Wisconsin is never going to get the 5-star guys. Places like Kentucky, Duke, and now Michigan don't win because of coaching. They win because of recruiting, just like Alabama wins in football. The guys that end up as NBA talent are almost always 5-star recruits. Wisconsin has been good since Bo Ryan arrived because they developed 3-star (and occasionally 4-star) recruit into guys that were at least good enough to play in Europe.
The big problem the Badgers have had the last 5-6 years or so is that the guys they did get in the program stopped improving once they got here. You didn't see the big jumps as upperclassmen like you did with Kaminsky, Wilkinson, Leuer, Nankivil, Showalter, Gasser, J. Taylor, T. Jackson, Ethan Happ, etc.
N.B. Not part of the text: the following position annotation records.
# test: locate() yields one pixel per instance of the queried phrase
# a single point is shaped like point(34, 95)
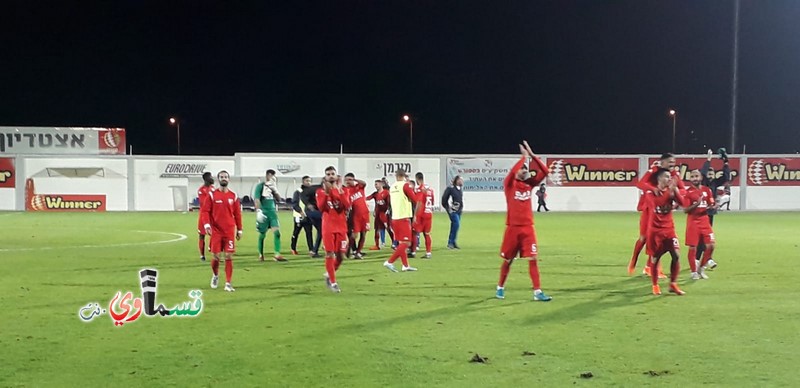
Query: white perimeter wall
point(135, 182)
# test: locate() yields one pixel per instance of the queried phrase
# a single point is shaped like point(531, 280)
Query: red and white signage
point(62, 141)
point(773, 171)
point(8, 177)
point(686, 165)
point(575, 172)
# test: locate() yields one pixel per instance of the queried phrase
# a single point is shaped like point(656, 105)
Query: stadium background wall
point(575, 182)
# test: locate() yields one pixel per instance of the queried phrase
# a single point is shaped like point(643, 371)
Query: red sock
point(674, 269)
point(403, 254)
point(215, 267)
point(692, 254)
point(361, 242)
point(637, 249)
point(533, 270)
point(653, 271)
point(228, 270)
point(504, 268)
point(330, 266)
point(707, 256)
point(428, 243)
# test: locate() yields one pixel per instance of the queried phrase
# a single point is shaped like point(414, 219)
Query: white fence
point(169, 183)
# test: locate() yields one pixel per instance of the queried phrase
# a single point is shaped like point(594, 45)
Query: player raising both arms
point(661, 197)
point(402, 196)
point(221, 213)
point(698, 223)
point(265, 195)
point(520, 236)
point(333, 202)
point(423, 219)
point(359, 213)
point(202, 194)
point(381, 197)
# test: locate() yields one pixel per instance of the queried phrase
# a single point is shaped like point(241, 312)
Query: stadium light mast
point(410, 122)
point(674, 115)
point(175, 122)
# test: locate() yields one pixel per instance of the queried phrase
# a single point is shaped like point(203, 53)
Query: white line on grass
point(178, 237)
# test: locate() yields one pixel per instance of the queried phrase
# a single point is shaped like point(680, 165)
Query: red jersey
point(357, 198)
point(699, 215)
point(222, 211)
point(334, 210)
point(427, 199)
point(660, 204)
point(381, 199)
point(202, 193)
point(518, 193)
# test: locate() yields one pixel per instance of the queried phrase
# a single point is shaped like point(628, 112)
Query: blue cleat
point(541, 297)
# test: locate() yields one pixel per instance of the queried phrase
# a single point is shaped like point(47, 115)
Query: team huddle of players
point(405, 208)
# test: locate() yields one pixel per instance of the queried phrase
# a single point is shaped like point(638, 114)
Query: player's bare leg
point(675, 268)
point(637, 249)
point(215, 271)
point(228, 272)
point(276, 236)
point(201, 244)
point(505, 267)
point(706, 260)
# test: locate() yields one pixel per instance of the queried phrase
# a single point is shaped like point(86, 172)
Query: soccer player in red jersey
point(661, 197)
point(359, 213)
point(520, 236)
point(668, 161)
point(698, 223)
point(381, 198)
point(221, 214)
point(423, 220)
point(402, 197)
point(202, 193)
point(333, 201)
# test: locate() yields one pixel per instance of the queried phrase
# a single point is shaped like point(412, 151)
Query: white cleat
point(214, 281)
point(389, 266)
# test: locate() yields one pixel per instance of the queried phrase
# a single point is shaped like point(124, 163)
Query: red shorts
point(402, 229)
point(335, 242)
point(644, 222)
point(519, 240)
point(661, 241)
point(381, 221)
point(695, 234)
point(223, 241)
point(423, 224)
point(360, 222)
point(200, 229)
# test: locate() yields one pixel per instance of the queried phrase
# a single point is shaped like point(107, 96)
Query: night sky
point(476, 76)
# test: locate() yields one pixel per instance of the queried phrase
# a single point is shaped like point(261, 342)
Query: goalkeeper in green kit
point(265, 196)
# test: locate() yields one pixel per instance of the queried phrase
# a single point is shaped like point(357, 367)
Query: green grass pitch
point(282, 327)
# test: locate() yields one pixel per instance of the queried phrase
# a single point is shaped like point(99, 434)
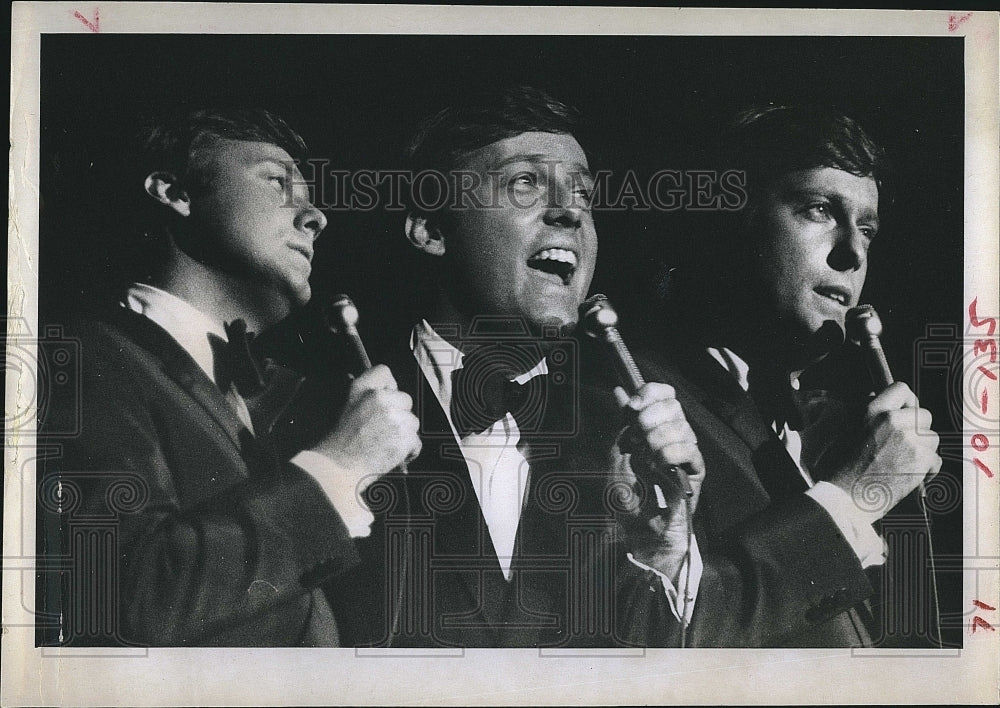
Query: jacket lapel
point(179, 366)
point(715, 389)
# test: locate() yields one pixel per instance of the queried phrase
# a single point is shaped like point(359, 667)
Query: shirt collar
point(438, 358)
point(738, 368)
point(181, 320)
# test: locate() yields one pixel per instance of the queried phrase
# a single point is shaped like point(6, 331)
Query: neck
point(220, 296)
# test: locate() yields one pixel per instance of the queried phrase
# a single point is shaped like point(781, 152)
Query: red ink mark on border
point(978, 621)
point(989, 322)
point(954, 21)
point(94, 26)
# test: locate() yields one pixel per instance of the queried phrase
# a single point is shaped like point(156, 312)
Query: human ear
point(424, 235)
point(165, 188)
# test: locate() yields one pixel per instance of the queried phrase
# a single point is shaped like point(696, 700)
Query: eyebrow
point(541, 159)
point(806, 194)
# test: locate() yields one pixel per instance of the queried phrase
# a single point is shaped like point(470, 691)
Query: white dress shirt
point(190, 328)
point(852, 521)
point(499, 472)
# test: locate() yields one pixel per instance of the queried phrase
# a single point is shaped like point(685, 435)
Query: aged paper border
point(314, 677)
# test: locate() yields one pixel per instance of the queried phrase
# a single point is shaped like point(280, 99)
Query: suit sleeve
point(775, 572)
point(786, 576)
point(211, 544)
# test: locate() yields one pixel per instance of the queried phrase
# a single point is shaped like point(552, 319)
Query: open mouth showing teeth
point(555, 261)
point(838, 296)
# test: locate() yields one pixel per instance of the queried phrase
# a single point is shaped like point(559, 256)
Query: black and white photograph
point(376, 354)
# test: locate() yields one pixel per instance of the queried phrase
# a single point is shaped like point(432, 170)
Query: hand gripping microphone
point(342, 319)
point(600, 321)
point(864, 327)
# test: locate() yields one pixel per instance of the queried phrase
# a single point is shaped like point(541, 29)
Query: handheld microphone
point(864, 327)
point(600, 321)
point(342, 318)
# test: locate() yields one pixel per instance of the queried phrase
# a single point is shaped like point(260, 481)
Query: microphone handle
point(632, 380)
point(878, 367)
point(354, 339)
point(627, 369)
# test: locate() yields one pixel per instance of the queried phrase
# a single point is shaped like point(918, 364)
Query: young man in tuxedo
point(208, 537)
point(795, 479)
point(506, 522)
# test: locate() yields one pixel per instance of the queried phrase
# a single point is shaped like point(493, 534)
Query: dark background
point(652, 101)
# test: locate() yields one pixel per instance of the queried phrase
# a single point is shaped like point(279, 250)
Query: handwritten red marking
point(94, 26)
point(978, 621)
point(981, 345)
point(989, 322)
point(954, 21)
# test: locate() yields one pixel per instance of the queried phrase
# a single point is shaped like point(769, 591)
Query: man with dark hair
point(213, 539)
point(795, 480)
point(501, 534)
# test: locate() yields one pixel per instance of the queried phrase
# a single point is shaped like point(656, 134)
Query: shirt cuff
point(682, 597)
point(339, 489)
point(853, 523)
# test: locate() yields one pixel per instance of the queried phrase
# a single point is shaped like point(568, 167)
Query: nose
point(850, 249)
point(310, 220)
point(565, 207)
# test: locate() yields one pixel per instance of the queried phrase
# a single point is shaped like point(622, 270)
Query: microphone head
point(863, 324)
point(341, 315)
point(597, 315)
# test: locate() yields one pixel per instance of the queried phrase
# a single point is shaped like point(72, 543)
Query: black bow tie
point(482, 393)
point(234, 363)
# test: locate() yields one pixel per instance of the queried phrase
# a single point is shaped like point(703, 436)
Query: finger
point(377, 377)
point(897, 396)
point(670, 433)
point(660, 413)
point(650, 393)
point(682, 454)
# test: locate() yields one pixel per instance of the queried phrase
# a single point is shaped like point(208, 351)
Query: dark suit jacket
point(570, 585)
point(174, 525)
point(778, 572)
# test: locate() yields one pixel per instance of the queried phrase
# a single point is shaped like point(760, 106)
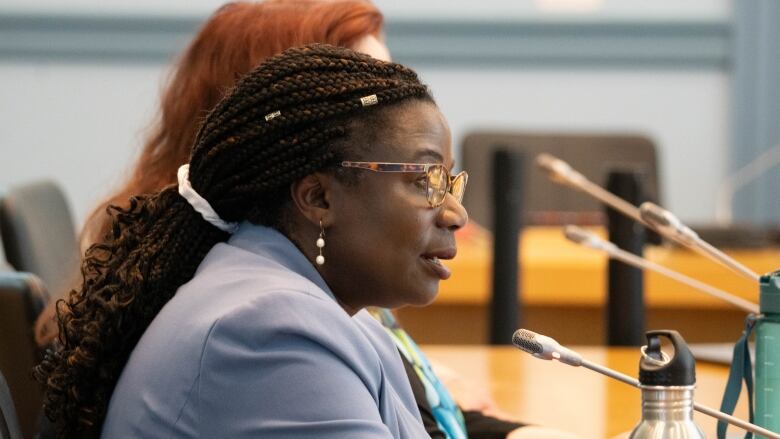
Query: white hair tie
point(199, 203)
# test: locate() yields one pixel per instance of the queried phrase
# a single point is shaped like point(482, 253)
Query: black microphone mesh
point(525, 340)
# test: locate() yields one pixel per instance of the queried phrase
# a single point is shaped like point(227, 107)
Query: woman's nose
point(452, 214)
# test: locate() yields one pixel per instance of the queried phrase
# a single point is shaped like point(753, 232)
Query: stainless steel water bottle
point(667, 384)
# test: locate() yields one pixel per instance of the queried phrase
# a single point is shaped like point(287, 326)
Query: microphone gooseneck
point(669, 225)
point(649, 214)
point(590, 240)
point(562, 173)
point(531, 342)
That seemed to coincide with when Gard became the head coach. Ryan was directing everything but Gard was the one working directly with the players under Ryan. When he became the head guy, it was Howard Moore and then Howard Moore and then Tucker that slid into that role. You could argue that it was either Gard failing to live up to Ryan in the head spot or that the assistants working on player development were weaker. Or, maybe, they just got some bad apples as recruits that poisoned the whole develop-from-within philosophy.
We can argue about whether Gard is an elite coach (I think he's good, but not elite), but J. Davis was a 3-star recruit that was shaky in his first year and has now developed into a guy that, at worst, will play for years in the G league. Some credit for that has to go to the coaching staff.